Nerede olursanız olun, bir anlığına, aklınıza gelen ilk seçimi yapmadan, ilk tepkiyi vermeden, ilk adımı atmadan, tekrar bir düşünün.
Çoğunlukla kendi kararlarını kendisinin aldığını düşünen, kendisini olduğu gibi ifade edebildiğine inanan herkes özgür olduğunu da düşünebilir.
İlk adımlarımızla beraber yolumuz bu öngörüler, beklentiler ve yönlendirmelere göre şekillenir. Tüm bunlar adımlarımız büyüdükçe, yürüdüğümüz yollarda virajlara, kestirme yollara, çıkmaz sokaklara ya da engebelere dönüşür.
Anne karnında var olduğumuz andan itibaren başkaları tarafından bizim için öngörülen bir hayat başlar.
Anılarımızın bile olmadığı o ilk yaş dönemlerinde tüm algılarımız kayıttadır; böylece ilk öğrenmelerimiz başlamış olur. Gülmeyi, dokunmayı, sevmeyi, korkmayı, güven duymayı, kendi ayaklarımızın üstünde durmayı, saygı duymayı, mütevazı olmayı, sorumluluk almayı, umutlu olmayı, nezaketi, sorun çözmeyi öğreniriz; ve elbette her yeni deneyimden kaleydoskop gibi yeni şekiller yaratmayı…

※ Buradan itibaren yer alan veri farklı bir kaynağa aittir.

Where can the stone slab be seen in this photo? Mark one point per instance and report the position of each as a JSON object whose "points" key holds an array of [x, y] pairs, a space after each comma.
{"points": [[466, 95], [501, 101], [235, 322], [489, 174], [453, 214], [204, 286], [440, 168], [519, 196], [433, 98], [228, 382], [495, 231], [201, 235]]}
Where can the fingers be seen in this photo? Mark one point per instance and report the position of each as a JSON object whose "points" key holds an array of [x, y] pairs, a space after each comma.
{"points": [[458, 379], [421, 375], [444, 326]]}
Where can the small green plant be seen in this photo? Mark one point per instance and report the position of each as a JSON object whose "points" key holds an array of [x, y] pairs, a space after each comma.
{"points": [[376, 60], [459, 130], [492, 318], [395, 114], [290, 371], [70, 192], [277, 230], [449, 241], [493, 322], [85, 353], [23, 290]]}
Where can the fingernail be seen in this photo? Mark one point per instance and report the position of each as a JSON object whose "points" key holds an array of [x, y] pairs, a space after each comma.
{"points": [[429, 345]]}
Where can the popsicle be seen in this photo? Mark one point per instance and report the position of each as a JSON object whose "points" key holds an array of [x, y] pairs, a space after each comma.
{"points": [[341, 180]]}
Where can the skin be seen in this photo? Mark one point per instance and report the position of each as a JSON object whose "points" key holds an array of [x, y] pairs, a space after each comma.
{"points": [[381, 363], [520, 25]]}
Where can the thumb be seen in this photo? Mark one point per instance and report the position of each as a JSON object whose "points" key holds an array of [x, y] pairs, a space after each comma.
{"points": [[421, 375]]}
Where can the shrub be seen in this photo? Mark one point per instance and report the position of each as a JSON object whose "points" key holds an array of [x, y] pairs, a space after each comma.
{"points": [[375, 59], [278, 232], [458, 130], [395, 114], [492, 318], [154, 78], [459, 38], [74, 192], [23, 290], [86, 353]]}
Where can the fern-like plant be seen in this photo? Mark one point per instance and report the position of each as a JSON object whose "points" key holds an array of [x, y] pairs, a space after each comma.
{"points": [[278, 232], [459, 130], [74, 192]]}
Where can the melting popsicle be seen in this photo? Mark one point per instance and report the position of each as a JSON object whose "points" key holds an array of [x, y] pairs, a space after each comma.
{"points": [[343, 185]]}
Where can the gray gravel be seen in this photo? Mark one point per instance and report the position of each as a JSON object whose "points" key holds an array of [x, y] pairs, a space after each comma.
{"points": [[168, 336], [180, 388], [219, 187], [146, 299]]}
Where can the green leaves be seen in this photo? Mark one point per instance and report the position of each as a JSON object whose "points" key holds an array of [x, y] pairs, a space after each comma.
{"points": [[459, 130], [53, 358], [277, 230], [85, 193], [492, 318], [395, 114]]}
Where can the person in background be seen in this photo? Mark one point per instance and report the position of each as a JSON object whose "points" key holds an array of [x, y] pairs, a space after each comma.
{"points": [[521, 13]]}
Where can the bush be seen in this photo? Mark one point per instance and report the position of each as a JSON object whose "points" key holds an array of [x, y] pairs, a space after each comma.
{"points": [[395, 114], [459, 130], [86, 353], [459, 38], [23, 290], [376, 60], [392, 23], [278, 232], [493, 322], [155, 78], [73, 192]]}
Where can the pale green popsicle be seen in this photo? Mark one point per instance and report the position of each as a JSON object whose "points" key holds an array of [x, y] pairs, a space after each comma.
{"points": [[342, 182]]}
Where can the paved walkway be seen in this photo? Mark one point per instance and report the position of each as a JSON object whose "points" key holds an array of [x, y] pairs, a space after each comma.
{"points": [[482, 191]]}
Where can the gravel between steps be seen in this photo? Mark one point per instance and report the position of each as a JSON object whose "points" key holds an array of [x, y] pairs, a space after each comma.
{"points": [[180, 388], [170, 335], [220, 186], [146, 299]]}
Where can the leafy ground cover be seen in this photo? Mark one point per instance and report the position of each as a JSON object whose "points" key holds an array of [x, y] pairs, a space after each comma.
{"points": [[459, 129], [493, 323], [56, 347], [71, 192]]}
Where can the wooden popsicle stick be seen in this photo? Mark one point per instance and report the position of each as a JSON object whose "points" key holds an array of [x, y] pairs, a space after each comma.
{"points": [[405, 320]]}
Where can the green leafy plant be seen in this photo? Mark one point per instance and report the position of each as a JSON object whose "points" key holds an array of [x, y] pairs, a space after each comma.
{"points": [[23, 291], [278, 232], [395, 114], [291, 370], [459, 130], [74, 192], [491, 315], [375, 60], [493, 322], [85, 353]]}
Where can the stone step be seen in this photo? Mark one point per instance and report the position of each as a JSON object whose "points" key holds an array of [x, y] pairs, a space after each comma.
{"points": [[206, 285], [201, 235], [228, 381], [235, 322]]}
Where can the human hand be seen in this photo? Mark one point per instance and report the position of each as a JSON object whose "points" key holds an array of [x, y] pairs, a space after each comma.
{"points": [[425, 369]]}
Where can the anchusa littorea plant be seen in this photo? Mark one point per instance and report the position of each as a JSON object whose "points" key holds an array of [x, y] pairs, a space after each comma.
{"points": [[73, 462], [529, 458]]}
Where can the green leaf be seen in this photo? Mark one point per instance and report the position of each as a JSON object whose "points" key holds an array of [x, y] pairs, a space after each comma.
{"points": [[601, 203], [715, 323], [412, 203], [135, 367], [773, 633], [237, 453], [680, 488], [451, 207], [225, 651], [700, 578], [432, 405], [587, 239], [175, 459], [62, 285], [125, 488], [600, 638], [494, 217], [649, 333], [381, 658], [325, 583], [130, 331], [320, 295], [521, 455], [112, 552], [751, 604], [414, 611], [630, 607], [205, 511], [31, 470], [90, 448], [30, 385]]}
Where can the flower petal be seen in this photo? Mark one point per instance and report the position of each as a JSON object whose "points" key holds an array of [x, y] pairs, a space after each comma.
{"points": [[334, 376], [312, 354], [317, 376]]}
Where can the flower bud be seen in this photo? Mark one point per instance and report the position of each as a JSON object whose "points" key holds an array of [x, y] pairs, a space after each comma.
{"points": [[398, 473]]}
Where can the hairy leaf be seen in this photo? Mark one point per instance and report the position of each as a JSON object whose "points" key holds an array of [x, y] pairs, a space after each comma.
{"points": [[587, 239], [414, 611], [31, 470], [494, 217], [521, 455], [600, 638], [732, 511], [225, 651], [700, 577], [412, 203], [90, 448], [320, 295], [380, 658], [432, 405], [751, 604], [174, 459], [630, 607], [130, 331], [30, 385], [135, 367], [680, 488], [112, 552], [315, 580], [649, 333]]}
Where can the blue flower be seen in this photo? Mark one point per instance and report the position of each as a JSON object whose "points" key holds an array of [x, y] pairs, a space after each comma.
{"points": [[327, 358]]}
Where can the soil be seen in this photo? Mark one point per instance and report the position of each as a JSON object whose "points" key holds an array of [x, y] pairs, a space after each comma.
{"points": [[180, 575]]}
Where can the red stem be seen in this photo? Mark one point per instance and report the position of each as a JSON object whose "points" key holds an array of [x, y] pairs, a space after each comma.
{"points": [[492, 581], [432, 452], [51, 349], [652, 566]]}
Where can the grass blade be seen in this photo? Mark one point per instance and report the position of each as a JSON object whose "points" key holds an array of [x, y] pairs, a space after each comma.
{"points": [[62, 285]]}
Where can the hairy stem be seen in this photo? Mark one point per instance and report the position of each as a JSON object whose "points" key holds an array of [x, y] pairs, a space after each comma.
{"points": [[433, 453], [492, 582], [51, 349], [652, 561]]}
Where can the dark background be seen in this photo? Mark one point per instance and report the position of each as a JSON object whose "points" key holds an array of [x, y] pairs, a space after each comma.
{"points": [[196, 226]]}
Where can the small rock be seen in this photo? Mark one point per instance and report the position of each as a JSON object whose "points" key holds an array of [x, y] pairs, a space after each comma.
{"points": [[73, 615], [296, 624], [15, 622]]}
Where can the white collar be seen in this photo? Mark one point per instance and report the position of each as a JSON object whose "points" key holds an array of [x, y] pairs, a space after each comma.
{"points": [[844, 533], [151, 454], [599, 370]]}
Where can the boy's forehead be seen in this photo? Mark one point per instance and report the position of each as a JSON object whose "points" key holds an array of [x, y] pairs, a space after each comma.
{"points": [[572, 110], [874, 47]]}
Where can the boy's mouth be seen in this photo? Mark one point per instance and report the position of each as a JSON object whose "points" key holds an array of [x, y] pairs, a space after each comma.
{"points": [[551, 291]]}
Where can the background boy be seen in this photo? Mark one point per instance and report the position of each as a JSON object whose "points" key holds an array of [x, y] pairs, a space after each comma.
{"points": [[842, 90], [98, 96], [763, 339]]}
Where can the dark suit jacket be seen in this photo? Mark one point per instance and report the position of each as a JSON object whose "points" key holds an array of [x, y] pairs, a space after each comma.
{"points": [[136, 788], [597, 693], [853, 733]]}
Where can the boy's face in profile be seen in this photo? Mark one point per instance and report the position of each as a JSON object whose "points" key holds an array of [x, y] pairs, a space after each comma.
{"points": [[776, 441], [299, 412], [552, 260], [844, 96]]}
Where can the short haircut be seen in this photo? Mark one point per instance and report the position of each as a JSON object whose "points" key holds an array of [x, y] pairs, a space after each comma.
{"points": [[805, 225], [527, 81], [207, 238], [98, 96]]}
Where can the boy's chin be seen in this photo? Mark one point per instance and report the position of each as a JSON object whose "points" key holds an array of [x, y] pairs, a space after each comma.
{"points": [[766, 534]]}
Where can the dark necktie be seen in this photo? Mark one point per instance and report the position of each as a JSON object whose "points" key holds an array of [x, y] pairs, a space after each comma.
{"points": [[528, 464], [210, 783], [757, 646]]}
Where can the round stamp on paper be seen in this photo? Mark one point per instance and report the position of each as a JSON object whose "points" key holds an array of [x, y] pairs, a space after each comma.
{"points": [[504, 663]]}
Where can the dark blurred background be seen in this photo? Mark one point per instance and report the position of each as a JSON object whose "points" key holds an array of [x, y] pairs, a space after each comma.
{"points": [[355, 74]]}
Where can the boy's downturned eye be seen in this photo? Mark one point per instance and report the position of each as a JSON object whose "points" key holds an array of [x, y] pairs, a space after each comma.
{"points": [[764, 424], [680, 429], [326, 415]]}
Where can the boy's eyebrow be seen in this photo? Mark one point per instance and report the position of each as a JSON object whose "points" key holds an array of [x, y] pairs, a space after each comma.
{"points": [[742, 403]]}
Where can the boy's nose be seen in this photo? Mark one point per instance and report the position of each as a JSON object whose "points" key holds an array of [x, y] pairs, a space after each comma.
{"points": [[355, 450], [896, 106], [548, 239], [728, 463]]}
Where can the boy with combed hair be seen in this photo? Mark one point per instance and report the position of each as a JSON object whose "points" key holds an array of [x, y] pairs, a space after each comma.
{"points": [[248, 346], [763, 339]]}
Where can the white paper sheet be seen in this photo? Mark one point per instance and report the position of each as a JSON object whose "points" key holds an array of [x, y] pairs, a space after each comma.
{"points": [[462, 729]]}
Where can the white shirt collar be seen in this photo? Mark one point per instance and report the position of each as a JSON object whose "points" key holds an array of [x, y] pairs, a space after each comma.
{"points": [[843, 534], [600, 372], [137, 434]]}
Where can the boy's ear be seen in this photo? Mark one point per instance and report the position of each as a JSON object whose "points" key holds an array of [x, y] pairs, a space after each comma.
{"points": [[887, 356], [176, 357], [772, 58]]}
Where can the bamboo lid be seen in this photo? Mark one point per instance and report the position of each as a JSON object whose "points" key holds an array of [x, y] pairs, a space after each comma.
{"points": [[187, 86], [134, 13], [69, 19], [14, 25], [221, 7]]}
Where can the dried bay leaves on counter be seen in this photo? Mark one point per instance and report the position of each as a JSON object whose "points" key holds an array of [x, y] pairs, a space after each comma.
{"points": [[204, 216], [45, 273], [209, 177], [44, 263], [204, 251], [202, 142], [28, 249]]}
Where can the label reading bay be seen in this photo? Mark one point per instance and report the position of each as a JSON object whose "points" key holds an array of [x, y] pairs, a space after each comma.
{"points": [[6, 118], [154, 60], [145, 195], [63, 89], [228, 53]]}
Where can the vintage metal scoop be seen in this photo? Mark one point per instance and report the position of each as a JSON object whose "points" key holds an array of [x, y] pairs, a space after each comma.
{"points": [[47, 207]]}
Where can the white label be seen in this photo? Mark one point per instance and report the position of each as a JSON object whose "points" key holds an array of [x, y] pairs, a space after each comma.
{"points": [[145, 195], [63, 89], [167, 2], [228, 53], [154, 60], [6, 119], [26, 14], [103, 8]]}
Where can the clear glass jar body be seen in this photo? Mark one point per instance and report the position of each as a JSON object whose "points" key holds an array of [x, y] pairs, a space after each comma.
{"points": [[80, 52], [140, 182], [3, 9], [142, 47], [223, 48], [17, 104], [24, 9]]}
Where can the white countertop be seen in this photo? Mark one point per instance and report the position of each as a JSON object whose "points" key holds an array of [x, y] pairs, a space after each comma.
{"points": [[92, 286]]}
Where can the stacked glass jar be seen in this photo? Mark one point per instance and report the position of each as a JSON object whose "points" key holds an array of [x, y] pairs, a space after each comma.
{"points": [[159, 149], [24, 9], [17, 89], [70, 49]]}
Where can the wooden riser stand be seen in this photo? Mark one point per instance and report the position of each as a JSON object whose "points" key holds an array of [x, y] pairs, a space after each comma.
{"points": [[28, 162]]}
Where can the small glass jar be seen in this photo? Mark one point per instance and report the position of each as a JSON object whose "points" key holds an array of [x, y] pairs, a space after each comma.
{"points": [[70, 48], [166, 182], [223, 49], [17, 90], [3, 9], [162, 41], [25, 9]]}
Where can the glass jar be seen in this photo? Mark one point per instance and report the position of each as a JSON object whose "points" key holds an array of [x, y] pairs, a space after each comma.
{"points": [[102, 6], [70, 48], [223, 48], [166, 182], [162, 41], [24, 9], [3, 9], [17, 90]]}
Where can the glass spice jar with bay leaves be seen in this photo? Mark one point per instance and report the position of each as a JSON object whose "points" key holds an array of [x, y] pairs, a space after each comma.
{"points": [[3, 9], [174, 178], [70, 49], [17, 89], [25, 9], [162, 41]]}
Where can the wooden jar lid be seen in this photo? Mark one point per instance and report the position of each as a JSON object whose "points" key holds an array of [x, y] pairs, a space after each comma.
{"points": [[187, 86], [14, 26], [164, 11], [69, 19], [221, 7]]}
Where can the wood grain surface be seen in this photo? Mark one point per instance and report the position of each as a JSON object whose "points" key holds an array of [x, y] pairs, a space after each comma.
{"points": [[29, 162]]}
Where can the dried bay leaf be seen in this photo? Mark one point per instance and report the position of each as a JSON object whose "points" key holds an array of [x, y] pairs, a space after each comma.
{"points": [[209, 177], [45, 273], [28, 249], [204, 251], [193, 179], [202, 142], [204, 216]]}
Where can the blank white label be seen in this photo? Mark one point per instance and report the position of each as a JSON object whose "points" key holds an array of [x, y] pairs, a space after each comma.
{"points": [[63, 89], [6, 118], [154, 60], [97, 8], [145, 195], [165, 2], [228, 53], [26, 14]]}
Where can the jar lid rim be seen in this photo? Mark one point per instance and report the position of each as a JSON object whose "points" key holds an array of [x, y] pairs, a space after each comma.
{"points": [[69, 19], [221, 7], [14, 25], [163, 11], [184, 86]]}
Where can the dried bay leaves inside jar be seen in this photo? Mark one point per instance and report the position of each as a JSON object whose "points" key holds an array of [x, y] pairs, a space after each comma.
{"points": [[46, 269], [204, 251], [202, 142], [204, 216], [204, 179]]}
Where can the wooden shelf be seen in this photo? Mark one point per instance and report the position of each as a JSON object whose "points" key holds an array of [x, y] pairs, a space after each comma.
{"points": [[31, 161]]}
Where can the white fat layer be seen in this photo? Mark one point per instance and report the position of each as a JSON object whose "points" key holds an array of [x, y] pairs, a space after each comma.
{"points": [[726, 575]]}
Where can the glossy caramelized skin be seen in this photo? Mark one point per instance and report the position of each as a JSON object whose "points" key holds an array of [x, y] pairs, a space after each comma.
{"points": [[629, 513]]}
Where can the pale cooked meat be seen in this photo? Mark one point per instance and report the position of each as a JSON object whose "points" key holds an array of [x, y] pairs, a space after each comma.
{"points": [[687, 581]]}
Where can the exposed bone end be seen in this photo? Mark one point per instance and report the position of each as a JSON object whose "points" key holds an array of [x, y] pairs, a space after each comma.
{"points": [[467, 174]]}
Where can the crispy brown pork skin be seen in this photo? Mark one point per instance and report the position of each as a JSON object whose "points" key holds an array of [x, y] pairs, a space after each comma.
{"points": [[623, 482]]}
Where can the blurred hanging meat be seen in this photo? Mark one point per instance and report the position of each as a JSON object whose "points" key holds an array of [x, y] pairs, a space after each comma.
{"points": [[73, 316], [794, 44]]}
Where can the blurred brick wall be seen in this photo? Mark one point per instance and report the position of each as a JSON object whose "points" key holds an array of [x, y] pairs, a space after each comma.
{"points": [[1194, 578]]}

Yani ailemiz, çevremiz, yaşadığımız topraklar ve tüm onların değerleri bizim de bir parçamız olur.
Temas ettiğimiz her şeyden, tüm karşılaşmalardan izler taşıyarak büyür, toplumsallaşır, birey olur ve olgunlaşırız.
Evet, ben özgürüm dediğinizde, üzerinizdeki hiçbir şeyi atmadan ama her birinin ağırlığını tartarak, özgürlüğünüzün, en çok savunduğunuz fikirlerinizin, kendinizle ve başkalarıyla ilgili görüşlerinizin, en sık tekrarlanan yakınmalarınızın, sizi mutlu edeceğini düşündüğünüz anların üzerinden tekrar geçin. Her gün yaptığınız seçimlerinize yeniden bakın. Çok yakından bakın. Çünkü “tercih etmemeyi tercih edemeyecek” kadar çok karar vermek zorunda kalıyoruz gün boyu. Bazılarının seçim olduğunu bile fark edemiyoruz. Kendimizi yormamak için de çoğunu otomatik yapıyoruz. Sıradan bir sabah tercihiniz, alarmı duyup kalkmak veya uyumaya devam etmekten itibaren başlıyor. Nasıl biri olmak istiyorsunuz o gün? Parfümünüzden kıyafetinize, çantanızdan saç şeklinize, seçtiğiniz her şey, kullandığınız her ürün bir mesaj taşıyor. Hem seçerek aldığınız hem de başkalarına verdiğiniz bir mesaj. Hem maruz kaldığınız hem de kendi ellerinizle yarattığınız bir mesaj. Alışverişte, işte, arkadaşlarınızın yanında, trafikte, maçta, sporda, tatilde… Nerede olursanız olun, bir anlığına, aklınıza gelen ilk seçimi yapmadan, ilk tepkiyi vermeden, ilk adımı atmadan, tekrar bir düşünün. Bazen herkesi mutlu ettiğini zannettiğiniz standart seçimler yerine kendinizin en içten haline ulaşmanızı sağlayacak ve sizi gerçekten tatmin edecek otantik deneyimler yaşamak, hayattan daha çok keyif almanızı sağlayabilir.